A 68-year-old patient turned up with a chest infection and out-ofcontrol diabetes. Because of his financial status, he, too, was sent to one of our major no-user-fee hospitals. Overcrowding led to inadequate care and he lay in bed on his back for so long that he developed a skin ulcer. It became infected and he became septic. This led to cardiovascular collapse and renal failure, which led to his demise.
Those were only a few patients who suffered needlessly, simply because they are poor. Statistically, they would be alive and well today if they had the finances to adequately take care of their health needs. In this modern and ethical day and age of ours, no one should die simply because they are poor.
In a country where many citizens can afford fully loaded, top-end luxury vehicles, something is terribly wrong when others are dying just because of poverty. In a country where there is so much government wastage, where a minister of finance can spend $8.3m on phone bills and no one at any level is held to account, no one should die in our no-user-fee hospitals.

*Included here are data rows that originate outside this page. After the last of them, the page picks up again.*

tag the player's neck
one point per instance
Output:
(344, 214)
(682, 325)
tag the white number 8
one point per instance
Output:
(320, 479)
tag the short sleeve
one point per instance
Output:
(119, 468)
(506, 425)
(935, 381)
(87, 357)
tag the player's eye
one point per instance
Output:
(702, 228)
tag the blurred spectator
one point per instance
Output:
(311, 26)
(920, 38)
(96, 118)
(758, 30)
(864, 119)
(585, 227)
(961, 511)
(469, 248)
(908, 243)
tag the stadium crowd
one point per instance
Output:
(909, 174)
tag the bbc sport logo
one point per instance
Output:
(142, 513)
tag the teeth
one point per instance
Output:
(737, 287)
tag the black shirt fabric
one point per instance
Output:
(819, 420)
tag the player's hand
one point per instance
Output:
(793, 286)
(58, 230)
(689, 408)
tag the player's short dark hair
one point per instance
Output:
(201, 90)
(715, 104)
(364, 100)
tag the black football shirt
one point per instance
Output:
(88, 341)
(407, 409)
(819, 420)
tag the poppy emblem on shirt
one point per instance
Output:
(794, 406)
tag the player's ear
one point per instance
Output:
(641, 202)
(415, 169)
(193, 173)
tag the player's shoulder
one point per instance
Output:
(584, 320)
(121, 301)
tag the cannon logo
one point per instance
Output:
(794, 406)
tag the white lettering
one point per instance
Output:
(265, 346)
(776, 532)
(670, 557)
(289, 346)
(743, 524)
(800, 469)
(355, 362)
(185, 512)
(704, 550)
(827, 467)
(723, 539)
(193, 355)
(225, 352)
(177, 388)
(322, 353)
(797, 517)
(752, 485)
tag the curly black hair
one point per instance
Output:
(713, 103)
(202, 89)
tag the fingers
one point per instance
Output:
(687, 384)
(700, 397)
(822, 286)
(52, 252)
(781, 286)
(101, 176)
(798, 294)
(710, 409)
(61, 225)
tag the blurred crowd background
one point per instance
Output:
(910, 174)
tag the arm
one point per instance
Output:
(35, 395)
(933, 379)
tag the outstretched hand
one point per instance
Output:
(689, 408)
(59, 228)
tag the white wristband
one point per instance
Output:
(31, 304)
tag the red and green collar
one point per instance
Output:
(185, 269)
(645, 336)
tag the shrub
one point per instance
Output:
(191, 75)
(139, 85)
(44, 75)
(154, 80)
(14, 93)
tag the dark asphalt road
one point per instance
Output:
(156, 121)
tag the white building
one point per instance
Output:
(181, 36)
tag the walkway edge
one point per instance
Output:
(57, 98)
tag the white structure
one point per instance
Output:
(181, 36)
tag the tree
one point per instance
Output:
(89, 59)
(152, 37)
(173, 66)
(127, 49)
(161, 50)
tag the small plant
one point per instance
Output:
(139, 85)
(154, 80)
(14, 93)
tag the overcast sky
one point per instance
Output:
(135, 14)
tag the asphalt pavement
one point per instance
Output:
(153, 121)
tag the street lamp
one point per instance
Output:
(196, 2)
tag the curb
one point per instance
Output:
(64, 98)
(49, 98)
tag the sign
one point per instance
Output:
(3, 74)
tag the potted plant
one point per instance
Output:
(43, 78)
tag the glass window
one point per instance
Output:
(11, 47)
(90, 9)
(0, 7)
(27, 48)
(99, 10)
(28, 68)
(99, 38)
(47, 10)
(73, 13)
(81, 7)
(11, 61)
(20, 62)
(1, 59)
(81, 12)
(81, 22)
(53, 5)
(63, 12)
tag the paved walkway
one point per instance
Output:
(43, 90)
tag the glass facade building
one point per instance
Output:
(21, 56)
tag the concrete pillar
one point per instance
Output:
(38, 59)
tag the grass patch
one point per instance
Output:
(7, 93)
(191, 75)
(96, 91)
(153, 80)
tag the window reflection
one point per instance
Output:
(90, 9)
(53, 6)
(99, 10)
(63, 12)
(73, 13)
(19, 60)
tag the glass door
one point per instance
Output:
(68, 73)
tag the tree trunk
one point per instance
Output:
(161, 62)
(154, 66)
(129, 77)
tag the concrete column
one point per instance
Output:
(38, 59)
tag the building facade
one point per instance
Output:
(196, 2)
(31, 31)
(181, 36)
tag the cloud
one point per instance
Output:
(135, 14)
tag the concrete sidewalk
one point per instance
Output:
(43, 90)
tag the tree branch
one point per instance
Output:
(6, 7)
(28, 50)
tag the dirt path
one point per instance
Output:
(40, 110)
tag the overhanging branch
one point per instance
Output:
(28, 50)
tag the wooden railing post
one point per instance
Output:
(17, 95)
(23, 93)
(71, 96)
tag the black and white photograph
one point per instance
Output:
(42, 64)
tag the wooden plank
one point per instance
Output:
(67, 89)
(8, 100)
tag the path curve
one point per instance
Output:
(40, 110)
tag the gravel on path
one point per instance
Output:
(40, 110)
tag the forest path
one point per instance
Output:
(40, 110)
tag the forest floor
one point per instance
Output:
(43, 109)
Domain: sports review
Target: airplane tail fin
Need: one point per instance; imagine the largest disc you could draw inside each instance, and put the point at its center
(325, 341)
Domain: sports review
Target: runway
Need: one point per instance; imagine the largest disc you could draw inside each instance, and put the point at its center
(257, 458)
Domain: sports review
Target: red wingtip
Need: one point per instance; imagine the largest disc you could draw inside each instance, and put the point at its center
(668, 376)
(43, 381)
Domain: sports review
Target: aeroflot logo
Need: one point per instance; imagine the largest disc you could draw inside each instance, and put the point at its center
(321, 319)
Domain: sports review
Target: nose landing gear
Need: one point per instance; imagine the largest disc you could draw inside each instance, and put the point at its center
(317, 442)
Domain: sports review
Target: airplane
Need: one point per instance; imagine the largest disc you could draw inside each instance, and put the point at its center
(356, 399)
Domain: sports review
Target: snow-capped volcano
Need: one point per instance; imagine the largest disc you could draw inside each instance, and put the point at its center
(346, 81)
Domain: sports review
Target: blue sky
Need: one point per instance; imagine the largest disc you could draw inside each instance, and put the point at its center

The principle of available no-userfee health care is a sound one. However, the premise on which ours was instituted is not; it was started because it was seen as politically expedient – a vote-getter. It was erroneously thought that the 10 per cent of patients that paid their public clinic and hospital bills contributed little, but their contributions amounted to about $2b annually. All that was lost and now people are suffering and dying because we just can’t afford nouser-fee health care at this time.
The Government should reduce the suffering and save lives by billing everyone and asking those who can pay something to do so.